Scrumptious , I could eat a whole pan .


----------



## PrincessFiona60 (Feb 17, 2013)

Gravy Queen said:


> Scrumptious , I could eat a whole pan .



See...I'm not the only one who would eat the whole pan...

Besides, I have to have something really good every once in a while to remind myself what good food tastes like...


----------



## forty_caliber (Feb 17, 2013)

I wasn't happy with the way this dish turned out.  Too much liquid.  I'm not sure if the potatoes added to the problem or not.  This needs more research and development.  

.40


----------



## forty_caliber (Feb 24, 2013)

I replaced the original recipe in this thread with another.  This one is came together nicely.  The step of boiling the potatoes in milk before baking makes a nice thick sauce.  

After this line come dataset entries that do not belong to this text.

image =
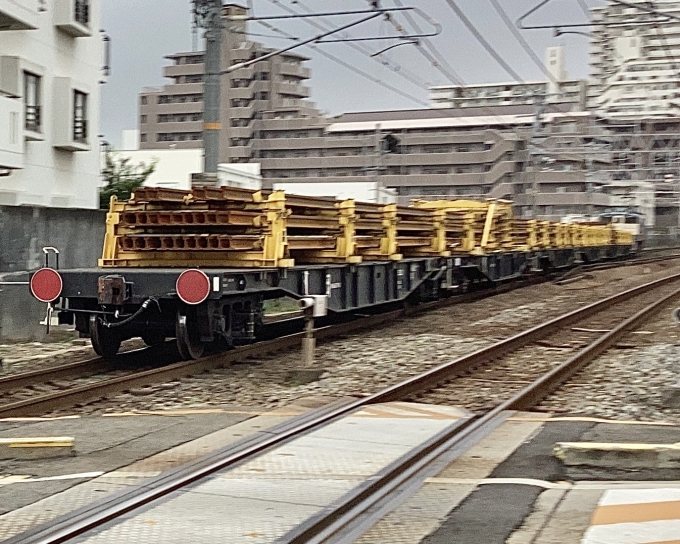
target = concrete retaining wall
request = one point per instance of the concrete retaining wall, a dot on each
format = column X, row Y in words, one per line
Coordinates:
column 24, row 231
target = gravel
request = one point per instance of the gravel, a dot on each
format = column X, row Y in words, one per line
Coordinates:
column 365, row 363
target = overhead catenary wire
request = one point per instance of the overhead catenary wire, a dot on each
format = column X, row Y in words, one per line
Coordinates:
column 352, row 68
column 518, row 36
column 348, row 66
column 482, row 40
column 406, row 74
column 439, row 62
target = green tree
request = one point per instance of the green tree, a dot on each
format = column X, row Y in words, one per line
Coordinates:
column 122, row 177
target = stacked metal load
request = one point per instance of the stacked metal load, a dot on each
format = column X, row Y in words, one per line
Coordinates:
column 229, row 227
column 202, row 227
column 472, row 227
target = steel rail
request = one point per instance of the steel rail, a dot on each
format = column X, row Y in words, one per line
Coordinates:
column 107, row 387
column 96, row 364
column 72, row 525
column 346, row 521
column 174, row 371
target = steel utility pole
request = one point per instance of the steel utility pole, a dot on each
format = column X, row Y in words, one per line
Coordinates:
column 208, row 16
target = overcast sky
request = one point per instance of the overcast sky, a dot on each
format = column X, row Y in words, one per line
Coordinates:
column 143, row 32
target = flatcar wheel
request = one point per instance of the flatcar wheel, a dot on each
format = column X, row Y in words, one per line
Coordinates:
column 189, row 342
column 105, row 342
column 153, row 338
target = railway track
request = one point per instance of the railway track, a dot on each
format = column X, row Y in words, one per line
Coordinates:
column 44, row 391
column 361, row 508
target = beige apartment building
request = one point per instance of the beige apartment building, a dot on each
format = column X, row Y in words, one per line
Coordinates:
column 172, row 116
column 479, row 147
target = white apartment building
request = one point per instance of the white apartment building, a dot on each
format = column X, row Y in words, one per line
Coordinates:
column 51, row 57
column 635, row 58
column 557, row 89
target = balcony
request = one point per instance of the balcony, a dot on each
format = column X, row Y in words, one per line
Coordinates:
column 33, row 123
column 80, row 131
column 70, row 132
column 11, row 141
column 18, row 14
column 73, row 17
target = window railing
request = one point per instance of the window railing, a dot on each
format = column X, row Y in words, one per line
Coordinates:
column 80, row 130
column 33, row 118
column 82, row 8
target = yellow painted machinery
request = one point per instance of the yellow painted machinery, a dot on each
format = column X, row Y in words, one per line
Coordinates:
column 231, row 227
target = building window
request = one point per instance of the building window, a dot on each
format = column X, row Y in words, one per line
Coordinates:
column 32, row 84
column 83, row 12
column 79, row 116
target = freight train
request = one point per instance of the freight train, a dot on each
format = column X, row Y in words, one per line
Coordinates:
column 199, row 265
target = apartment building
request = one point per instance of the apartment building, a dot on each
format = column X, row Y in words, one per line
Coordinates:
column 50, row 72
column 634, row 61
column 454, row 153
column 172, row 116
column 558, row 89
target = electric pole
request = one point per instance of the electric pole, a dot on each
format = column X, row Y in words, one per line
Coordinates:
column 208, row 16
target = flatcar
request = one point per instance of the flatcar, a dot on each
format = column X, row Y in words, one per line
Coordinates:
column 199, row 265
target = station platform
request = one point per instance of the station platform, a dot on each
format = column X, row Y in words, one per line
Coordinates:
column 507, row 488
column 261, row 500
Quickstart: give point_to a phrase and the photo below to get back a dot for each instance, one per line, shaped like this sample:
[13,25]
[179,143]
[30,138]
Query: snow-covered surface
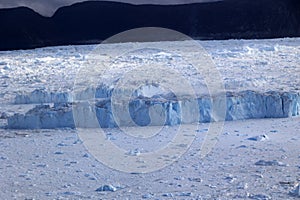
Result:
[260,78]
[54,164]
[255,159]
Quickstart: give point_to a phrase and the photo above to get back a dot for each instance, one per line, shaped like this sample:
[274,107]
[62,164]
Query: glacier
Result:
[36,88]
[155,111]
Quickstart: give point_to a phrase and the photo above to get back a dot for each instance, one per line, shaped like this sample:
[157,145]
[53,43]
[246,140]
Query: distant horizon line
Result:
[48,10]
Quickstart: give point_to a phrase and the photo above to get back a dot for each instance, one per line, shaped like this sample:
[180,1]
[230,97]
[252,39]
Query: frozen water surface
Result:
[261,78]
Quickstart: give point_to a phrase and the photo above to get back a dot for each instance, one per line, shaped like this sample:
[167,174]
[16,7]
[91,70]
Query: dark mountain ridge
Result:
[87,22]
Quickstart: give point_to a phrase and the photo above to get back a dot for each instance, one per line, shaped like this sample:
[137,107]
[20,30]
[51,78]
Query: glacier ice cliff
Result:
[143,111]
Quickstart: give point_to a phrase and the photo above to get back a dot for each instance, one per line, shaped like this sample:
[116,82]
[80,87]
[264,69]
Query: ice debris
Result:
[296,191]
[270,163]
[106,188]
[259,138]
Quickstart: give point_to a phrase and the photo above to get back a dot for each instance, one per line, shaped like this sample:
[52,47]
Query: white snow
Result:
[252,158]
[260,77]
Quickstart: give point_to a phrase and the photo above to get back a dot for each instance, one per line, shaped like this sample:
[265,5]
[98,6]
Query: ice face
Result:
[161,111]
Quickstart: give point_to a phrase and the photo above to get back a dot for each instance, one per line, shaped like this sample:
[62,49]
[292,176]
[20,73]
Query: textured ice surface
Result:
[260,78]
[160,111]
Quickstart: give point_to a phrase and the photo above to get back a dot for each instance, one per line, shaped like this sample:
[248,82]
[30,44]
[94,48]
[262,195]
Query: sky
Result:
[48,7]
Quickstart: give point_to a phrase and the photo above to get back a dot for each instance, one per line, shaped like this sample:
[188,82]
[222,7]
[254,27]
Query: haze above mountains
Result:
[48,7]
[94,21]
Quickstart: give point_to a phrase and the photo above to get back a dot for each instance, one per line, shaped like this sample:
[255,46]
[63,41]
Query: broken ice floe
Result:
[296,191]
[106,188]
[270,163]
[259,138]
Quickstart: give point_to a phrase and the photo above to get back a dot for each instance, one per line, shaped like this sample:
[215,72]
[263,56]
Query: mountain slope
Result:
[95,21]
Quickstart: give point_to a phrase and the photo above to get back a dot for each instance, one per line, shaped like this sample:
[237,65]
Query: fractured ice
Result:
[155,110]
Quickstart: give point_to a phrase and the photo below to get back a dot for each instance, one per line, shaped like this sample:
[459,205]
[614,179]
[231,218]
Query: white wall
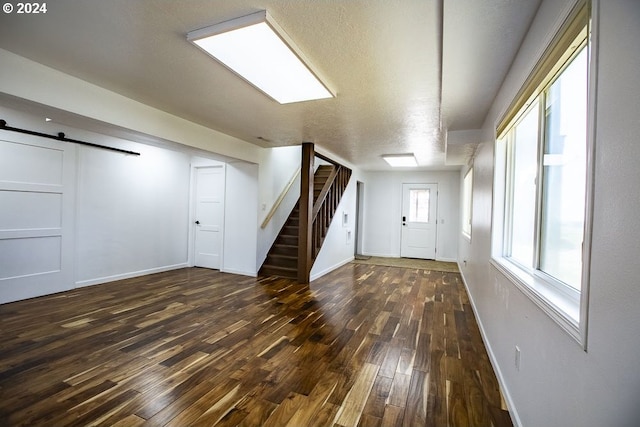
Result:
[277,166]
[382,214]
[240,219]
[125,215]
[559,384]
[339,244]
[131,211]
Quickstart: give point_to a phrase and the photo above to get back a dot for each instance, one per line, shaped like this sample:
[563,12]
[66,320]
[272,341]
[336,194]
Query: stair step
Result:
[287,240]
[281,260]
[281,249]
[270,270]
[290,230]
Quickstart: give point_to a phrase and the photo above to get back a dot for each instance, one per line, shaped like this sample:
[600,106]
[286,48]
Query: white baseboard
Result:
[240,272]
[330,269]
[129,275]
[515,418]
[395,255]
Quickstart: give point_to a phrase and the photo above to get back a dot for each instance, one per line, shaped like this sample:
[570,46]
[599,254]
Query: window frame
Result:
[567,306]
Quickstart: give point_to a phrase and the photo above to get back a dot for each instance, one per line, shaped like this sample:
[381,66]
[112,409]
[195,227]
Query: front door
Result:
[209,216]
[419,212]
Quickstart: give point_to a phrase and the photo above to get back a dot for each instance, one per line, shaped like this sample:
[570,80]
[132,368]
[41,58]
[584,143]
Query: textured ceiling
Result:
[404,71]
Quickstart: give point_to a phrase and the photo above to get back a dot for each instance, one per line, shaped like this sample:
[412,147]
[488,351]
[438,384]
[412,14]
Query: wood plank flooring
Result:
[362,346]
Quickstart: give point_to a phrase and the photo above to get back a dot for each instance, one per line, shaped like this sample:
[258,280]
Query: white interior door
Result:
[36,217]
[209,216]
[419,213]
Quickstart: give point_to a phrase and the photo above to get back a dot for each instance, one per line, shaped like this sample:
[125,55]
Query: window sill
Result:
[560,306]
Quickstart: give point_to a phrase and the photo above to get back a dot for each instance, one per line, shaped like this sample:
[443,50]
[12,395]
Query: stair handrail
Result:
[280,198]
[323,193]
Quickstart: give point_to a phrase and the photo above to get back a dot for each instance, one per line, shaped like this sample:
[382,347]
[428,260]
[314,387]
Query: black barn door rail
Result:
[62,137]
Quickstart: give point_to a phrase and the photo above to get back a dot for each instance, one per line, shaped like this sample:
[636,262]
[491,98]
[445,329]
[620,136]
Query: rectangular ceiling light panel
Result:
[255,48]
[401,160]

PF will want to eat the whole pan now for sure!

.40


----------



## forty_caliber (Feb 24, 2013)

Here is a pic of the batch from today.


----------



## Dawgluver (Feb 24, 2013)

forty_caliber said:


> Here is a pic of the batch from today.



Oh my.  Looks lovely, .40!  I would eat the whole pan too!


----------



## PrincessFiona60 (Feb 24, 2013)

I have my fork ready...


----------



## frenchguycooking (Mar 27, 2013)

This looks very good ! Thanks for sharing ! I ve got a different recipe i will post


----------



## Snip 13 (Mar 28, 2013)

Yum!!!!! That looks amazing


----------